Their research, published this month in Nature Nanotechnology, envisions a future in which viruses will help us take the energy from running, slamming doors, and climbing stairs and turn it into renewable energy we can use to power our gadgets. The project uses paper-thin generators covered in viruses (nice viruses, not the ones that make you sick) that can be implanted into places like our shoes. The viruses will take the mechanical energy generated by that motion, and convert to an electric charge. I’ll let the scientists explain:

The scientists tested their approach by creating a generator that produces enough current to operate a small liquid-crystal display. It works by tapping a finger on a postage stamp-sized electrode coated with specially engineered viruses. The viruses convert the force of the tap into an electric charge.

Their generator is the first to produce electricity by harnessing the piezoelectric properties of a biological material. Piezoelectricity is the accumulation of a charge in a solid in response to mechanical stress.
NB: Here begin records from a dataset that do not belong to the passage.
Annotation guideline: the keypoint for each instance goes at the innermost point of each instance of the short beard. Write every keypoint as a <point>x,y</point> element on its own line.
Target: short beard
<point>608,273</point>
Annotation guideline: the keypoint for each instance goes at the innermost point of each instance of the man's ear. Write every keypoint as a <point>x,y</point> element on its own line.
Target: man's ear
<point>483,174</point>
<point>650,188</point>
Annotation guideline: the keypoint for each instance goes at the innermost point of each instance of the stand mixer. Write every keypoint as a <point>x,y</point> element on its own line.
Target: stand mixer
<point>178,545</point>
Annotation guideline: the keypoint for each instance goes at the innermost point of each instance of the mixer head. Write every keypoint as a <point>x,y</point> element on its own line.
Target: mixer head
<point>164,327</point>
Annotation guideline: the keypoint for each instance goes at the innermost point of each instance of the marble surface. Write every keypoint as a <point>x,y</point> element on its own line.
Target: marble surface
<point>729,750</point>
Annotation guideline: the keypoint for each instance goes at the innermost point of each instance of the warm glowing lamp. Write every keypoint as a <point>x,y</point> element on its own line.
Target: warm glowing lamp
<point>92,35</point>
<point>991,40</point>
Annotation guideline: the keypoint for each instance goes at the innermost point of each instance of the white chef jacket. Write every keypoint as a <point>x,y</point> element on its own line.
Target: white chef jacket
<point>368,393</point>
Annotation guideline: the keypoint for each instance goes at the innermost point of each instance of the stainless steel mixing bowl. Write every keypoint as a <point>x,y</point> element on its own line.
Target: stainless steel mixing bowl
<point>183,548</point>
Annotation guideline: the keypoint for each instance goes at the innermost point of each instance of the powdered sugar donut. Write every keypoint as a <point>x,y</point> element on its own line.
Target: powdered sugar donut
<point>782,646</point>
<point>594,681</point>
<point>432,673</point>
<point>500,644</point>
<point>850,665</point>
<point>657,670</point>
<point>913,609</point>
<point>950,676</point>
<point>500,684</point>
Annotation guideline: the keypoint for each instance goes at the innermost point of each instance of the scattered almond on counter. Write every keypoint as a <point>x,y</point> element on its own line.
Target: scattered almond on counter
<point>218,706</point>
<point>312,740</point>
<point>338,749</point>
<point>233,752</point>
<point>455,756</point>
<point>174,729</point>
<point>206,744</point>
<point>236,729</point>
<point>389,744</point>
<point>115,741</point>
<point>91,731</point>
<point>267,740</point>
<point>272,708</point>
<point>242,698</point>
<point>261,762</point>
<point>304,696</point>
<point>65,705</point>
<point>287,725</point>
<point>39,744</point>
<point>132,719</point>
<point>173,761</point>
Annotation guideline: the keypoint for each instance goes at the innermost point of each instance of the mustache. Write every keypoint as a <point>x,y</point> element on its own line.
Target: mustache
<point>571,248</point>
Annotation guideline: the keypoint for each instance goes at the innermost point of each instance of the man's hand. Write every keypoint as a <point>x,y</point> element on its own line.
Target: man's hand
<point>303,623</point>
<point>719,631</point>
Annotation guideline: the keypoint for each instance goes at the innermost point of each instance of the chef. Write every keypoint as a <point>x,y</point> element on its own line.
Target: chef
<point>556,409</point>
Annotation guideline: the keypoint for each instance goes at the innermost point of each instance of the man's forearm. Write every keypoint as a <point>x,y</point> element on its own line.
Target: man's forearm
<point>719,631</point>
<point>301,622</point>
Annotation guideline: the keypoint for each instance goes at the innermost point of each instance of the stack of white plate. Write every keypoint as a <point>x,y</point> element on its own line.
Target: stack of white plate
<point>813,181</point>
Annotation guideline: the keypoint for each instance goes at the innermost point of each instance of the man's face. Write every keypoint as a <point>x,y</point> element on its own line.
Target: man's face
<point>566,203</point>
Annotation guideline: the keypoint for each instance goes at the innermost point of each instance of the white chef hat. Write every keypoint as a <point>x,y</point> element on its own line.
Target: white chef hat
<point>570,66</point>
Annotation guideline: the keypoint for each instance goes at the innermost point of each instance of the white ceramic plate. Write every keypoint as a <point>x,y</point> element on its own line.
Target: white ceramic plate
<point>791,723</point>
Piezoelectricity is already used to power small devices like electric cigarette lighters, the scientists note. But the current products require toxic chemicals, which makes them less appealing. Using viruses like the M13 bacteriophage, which is benign to people, is a much better option, for a number of reasons:

Being a virus, it replicates itself by the millions within hours, so there’s always a steady supply. It’s easy to genetically engineer. And large numbers of the rod-shaped viruses naturally orient themselves into well-ordered films, much the way that chopsticks align themselves in a box.

The scientists describe virus-powered generators that could be used to charge iPods, cellphones, e-readers, or other small personal devices. That would certainly bring new meaning to the term “going viral.”